This is a delicious veggie side to any hearty meat-centered meal (or pesce-centered). Simple, easy, healthy. Cheap?
- ~1 lb asparagus spears
- olive oil
- 1-2 garlic cloves minced (optional)
- If your oven has a broiler use it, otherwise preheat your oven to 450.
- Wash the asparagus. Cut off the ends by breaking one spear and using it as a guide to cut the whole bunch. If you’ve never done this: hold one spear at each end, and gently pull each end downward until the spear snaps.
- Toss the asparagus with olive oil and garlic. The garlic often burns in the oven–so be wary of that.
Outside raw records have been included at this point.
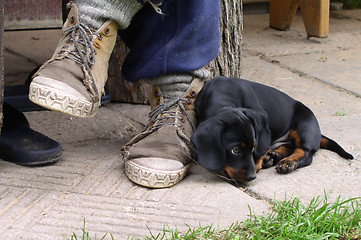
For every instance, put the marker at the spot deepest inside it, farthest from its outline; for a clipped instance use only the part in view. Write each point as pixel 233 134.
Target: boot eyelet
pixel 96 44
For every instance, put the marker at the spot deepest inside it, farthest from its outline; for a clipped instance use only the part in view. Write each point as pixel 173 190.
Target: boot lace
pixel 162 113
pixel 83 52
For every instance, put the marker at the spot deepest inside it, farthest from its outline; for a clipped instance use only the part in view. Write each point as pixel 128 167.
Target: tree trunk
pixel 228 62
pixel 1 60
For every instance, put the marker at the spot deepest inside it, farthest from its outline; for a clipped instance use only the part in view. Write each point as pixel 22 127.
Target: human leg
pixel 73 80
pixel 173 63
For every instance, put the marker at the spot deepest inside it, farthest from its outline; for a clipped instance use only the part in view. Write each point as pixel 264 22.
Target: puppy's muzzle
pixel 240 175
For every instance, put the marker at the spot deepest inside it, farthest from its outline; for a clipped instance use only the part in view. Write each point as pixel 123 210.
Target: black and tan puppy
pixel 245 126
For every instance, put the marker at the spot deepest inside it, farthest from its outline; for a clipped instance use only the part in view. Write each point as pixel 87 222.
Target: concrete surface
pixel 89 183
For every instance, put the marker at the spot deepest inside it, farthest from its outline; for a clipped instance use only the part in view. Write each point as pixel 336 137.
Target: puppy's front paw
pixel 286 166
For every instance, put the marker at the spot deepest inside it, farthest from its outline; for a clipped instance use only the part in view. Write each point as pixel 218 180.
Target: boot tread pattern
pixel 152 178
pixel 54 100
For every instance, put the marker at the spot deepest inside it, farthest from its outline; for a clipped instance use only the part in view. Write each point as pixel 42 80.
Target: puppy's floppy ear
pixel 208 142
pixel 263 134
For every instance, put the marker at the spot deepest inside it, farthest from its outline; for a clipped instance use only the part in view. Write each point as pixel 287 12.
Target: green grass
pixel 289 219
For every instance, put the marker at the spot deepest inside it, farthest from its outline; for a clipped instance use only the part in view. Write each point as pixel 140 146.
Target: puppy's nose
pixel 251 177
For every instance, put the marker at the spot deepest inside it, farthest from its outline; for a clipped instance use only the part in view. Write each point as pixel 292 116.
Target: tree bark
pixel 228 63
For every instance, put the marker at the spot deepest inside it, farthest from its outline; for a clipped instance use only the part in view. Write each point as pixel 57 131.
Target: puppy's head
pixel 226 143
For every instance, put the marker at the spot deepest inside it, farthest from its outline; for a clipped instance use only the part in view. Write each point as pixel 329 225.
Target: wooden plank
pixel 282 13
pixel 315 14
pixel 25 14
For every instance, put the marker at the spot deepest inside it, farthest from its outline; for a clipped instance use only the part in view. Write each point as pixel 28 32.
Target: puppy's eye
pixel 236 150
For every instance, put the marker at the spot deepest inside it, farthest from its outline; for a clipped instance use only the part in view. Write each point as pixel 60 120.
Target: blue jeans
pixel 185 38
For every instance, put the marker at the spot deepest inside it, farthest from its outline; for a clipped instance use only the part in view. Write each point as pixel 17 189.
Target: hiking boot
pixel 161 155
pixel 73 80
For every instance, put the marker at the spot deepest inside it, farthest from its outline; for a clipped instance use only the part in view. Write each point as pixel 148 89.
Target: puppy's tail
pixel 329 144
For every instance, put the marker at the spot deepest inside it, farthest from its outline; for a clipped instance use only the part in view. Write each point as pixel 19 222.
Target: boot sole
pixel 153 178
pixel 56 100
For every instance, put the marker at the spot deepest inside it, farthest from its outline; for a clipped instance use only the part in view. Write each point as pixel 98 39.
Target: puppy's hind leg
pixel 273 156
pixel 299 158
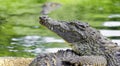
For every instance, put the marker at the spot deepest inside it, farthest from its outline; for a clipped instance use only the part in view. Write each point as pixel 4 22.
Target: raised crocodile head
pixel 80 35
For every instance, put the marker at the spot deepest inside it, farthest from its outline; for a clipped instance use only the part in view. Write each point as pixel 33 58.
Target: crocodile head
pixel 79 35
pixel 69 31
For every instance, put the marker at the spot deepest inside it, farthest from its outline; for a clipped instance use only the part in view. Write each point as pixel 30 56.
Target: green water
pixel 19 18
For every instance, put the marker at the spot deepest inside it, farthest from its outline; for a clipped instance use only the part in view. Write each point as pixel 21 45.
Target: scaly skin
pixel 85 40
pixel 68 58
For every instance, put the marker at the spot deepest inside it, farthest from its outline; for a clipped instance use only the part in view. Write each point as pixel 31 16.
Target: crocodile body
pixel 67 58
pixel 85 40
pixel 90 47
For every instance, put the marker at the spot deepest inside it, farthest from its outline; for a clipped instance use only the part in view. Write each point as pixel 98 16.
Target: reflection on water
pixel 116 41
pixel 111 23
pixel 109 33
pixel 114 16
pixel 36 44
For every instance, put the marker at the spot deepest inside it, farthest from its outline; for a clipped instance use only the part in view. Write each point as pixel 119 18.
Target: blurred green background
pixel 19 19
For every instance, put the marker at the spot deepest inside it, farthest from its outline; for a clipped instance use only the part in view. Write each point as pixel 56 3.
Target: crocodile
pixel 84 40
pixel 49 7
pixel 67 58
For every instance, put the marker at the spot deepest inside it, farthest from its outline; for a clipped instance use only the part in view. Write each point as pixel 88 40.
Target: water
pixel 37 44
pixel 111 23
pixel 110 33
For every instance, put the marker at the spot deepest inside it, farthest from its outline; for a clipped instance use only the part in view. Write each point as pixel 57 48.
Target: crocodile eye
pixel 82 26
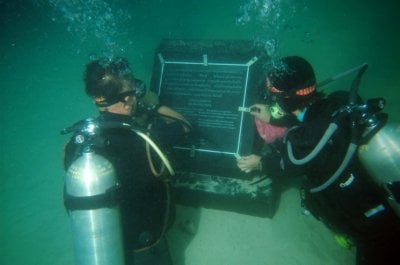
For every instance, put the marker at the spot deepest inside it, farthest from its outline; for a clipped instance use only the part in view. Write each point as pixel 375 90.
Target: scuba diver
pixel 143 191
pixel 338 190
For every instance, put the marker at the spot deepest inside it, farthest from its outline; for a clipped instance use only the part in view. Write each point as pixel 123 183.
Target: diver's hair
pixel 106 76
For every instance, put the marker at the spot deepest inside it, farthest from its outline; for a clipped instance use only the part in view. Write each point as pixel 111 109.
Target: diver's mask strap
pixel 276 111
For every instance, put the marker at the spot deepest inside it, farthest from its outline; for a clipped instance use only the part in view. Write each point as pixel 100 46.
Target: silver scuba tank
pixel 90 198
pixel 381 157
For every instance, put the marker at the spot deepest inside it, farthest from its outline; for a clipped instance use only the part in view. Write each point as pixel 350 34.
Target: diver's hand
pixel 249 163
pixel 261 112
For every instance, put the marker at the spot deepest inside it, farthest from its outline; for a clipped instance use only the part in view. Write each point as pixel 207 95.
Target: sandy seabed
pixel 217 237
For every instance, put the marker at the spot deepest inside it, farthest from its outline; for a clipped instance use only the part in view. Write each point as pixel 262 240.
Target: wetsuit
pixel 144 202
pixel 353 205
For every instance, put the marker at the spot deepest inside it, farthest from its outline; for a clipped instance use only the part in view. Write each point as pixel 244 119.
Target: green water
pixel 45 45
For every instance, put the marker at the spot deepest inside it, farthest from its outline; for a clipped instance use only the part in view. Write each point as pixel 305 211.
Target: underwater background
pixel 45 46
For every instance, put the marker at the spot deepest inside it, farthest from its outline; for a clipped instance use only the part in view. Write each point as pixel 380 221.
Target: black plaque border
pixel 247 65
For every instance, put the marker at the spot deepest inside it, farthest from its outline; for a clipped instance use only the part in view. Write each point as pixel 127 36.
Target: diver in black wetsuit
pixel 146 210
pixel 351 204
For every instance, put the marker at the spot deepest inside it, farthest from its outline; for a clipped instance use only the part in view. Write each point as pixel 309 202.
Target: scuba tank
pixel 381 157
pixel 376 142
pixel 91 198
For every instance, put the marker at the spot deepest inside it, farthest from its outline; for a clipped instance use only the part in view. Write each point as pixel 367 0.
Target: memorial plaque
pixel 207 82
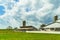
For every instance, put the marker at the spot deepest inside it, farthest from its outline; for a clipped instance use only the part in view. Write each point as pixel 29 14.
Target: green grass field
pixel 11 35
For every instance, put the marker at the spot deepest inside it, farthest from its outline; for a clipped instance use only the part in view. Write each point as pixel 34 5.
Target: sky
pixel 34 12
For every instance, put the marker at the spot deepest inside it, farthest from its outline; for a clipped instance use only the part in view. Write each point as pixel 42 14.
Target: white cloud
pixel 21 6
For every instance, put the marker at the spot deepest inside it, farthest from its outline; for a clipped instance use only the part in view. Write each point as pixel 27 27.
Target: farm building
pixel 55 26
pixel 27 28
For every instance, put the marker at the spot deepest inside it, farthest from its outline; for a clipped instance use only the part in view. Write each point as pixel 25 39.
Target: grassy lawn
pixel 11 35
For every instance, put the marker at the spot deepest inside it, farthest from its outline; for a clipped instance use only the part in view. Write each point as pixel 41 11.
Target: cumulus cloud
pixel 38 9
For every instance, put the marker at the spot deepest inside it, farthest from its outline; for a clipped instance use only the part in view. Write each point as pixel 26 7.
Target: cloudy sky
pixel 35 12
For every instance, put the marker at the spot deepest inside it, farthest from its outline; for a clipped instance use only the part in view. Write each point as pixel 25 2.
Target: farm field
pixel 11 35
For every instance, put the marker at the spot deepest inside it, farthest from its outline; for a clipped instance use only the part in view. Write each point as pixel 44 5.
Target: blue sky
pixel 35 12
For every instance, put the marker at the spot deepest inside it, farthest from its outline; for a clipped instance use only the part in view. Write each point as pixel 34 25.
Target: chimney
pixel 24 23
pixel 55 18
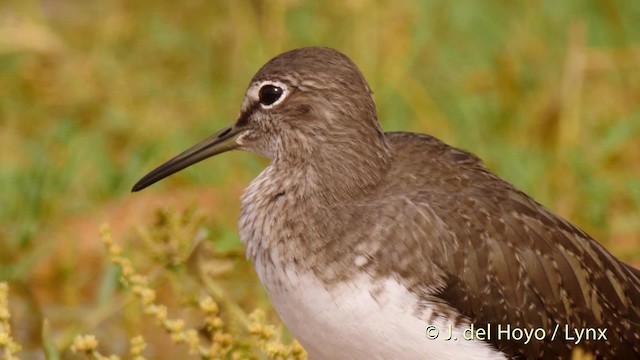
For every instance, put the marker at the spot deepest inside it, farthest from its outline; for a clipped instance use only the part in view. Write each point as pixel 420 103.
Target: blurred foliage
pixel 95 93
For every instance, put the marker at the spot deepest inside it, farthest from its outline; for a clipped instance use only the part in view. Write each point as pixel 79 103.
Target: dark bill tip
pixel 220 142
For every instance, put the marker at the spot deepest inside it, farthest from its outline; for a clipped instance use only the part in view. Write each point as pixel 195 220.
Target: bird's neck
pixel 334 175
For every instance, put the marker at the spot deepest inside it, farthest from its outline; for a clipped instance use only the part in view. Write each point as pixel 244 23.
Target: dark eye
pixel 270 94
- Transfer the asparagus to a cookie sheet and if you can, spread them out. If you aren’t using garlic, forgo the toss and just drizzle olive oil over the asparagus while it’s on the cookie sheet.
- Cook them for about 15 minutes in the broiler and 20-30 minutes in the oven. Watch them! They’re done when they are a bit wrinkly looking, they will be brown on the bottom. You can turn them over halfway through cook time if you like. While the broiler is the faster method for cooking, the oven yields a better taste (slow cooking rocks!).
What goes best with asparagus?
Many people say fish, but that’s so cliche. It’s good with whatever potatoes are good with: usually meat. It’s also a good side to tomato based dishes, like red rice or pasta, and a nice compliment to spicy food as well.